Effects of corticosteroids and pancreatic hormones on carbamyl phosphate synthetase-I and ornithine transcarbamylase activities in fetal rat liver.

The effects of corticosteroids and pancreatic hormones on two mitochondrial enzymes of ureagenesis, carbamyl phosphate synthetase-I (CPS-I) and ornithine transcarbamylase (OTC), were investigated and compared in fetal rat liver. Supplementing hydrocortisone acetate (50 micrograms) to 18.5-day-old fetuses significantly increased CPS-I activity (by 36%) and decreased OTC activity (by 23%). An actinomycin D supply (2 micrograms) to 18.5-day-old fetuses prematurely increased OTC activity and decreased fetal insulin level (by 42%). This treatment had no effect on CPS-I activity. Glucagon supply (25 micrograms) during the late fetal period increased both activities within 2 h, while dibutyryl-cAMP enhanced OTC activity 17 h later.
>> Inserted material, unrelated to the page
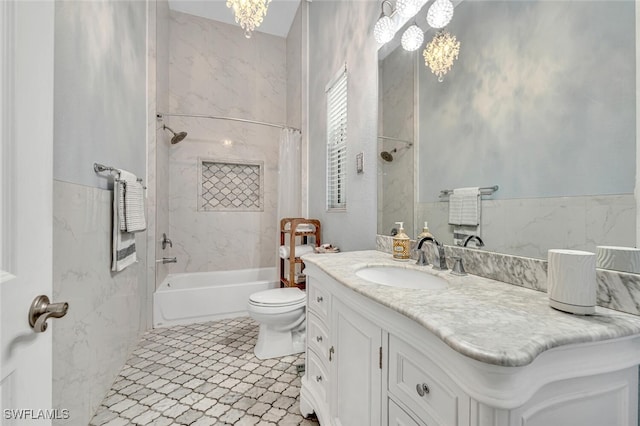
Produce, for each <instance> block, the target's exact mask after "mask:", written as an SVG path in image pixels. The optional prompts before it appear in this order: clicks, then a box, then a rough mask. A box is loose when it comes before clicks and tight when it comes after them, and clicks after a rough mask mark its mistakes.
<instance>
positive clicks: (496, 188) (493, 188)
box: [440, 185, 499, 197]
These results suggested that the fetal development of CPS-I activity was under the control of corticosteroids and glucagon. In contrast, corticosteroid hormones produced an inhibitory effect on OTC activity. This might be explained by the permissive effect of corticosteroids on insulin action, since insulin might act as a repressor in utero of enzyme development. Thus, the paradoxical effect of actinomycin D on OTC activity was probably due to the decrease in fetal insulinemia.